What customers want is simpler than you think

It's minus 1 right now and I feel warm and safe. It's a primeval feeling sitting by this fire in my yard.
Our house is built on land where Cromwell's New Model Army camped during the siege of Oxford, 400 years ago. Campfires did burn right here, right where my fire pit burns now. Maybe they burned here earlier.
Maybe the river and the fertile land attracted the first farmers, full of hope and optimism for their crops.
What did these people want? They wanted safety, security, health, comfort. They wanted connection, novelty, and status. They wanted distraction and entertainment. They wanted their children to do better than they did themselves. They complained about other people's children. Homer cracks on about the youth of today (his today was 3000 years ago) being unruly, disrespectful, quick to distraction, lacking ambition and drive...
The human does not change much, even over millennia. Stick a VR headset on them and claim the Metaverse is Human 2.0 all you want. The human in that headset wants what Cromwell's soldiers did 400 years ago. Tell yourself Gen Z are a distinct group all you want. I'll find you a Roman scholar who said the exact same thing.
We are not cohorts, we are humans. And what we want, at the fundamental level, has not changed.

Designing great customer experiences
What customers want from you is often much less complicated than you might think. Safety, security, health and comfort for ourselves and our families. Novelty and status. Connection, distraction and entertainment. Simple, fundamental needs that have endured thousands of years.
Successful brands design products and services that mainline directly into these basic human needs. IKEA, Noom, Netflix, Allbirds, Starbucks, PayPal, ASOS, Apple, Zoom, Tesla, Wells Fargo… they are all brilliant at meeting our fundamental desires.
Simplify your approach
A Deloitte study of 2019 found that organizations that focus on the human experience are twice as likely to outperform peers in revenue growth and have 17 times more store growth than those who do not.

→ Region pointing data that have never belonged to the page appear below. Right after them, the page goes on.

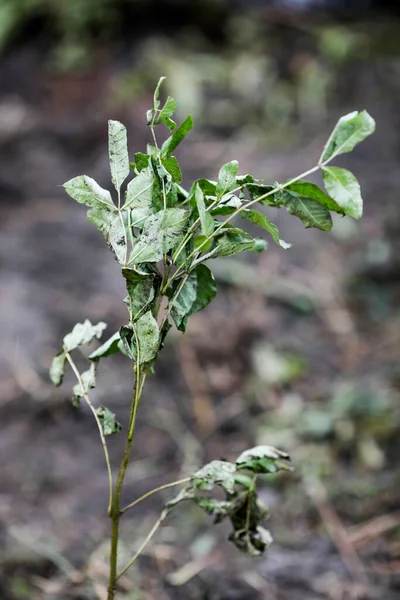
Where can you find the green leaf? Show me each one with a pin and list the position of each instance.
(148, 335)
(172, 166)
(127, 341)
(197, 292)
(206, 220)
(253, 542)
(349, 131)
(111, 346)
(259, 190)
(161, 233)
(88, 379)
(207, 186)
(175, 139)
(141, 291)
(141, 161)
(260, 219)
(118, 153)
(86, 190)
(227, 178)
(113, 229)
(311, 190)
(166, 113)
(83, 333)
(345, 189)
(217, 472)
(263, 459)
(309, 211)
(108, 422)
(57, 368)
(139, 190)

Brands can lose sight of this in the drive to segment customers into marketable cohorts. But humans can’t be easily segmented. They might move from one mindstate to another over the course of a day, over the course of an hour.
The key question for organisations should be, what makes customers choose us, or choose our competitors? Does the technology we’re investing in, this AI chatbot, or augmented reality, or personalisation, or loyalty scheme, help us better connect to customers? The answers often come down to those fundamental human needs.
Instead of attempting to create segmented order out of human truth, brands must design products, services and experiences that speak to the needs that have not changed since we arrived.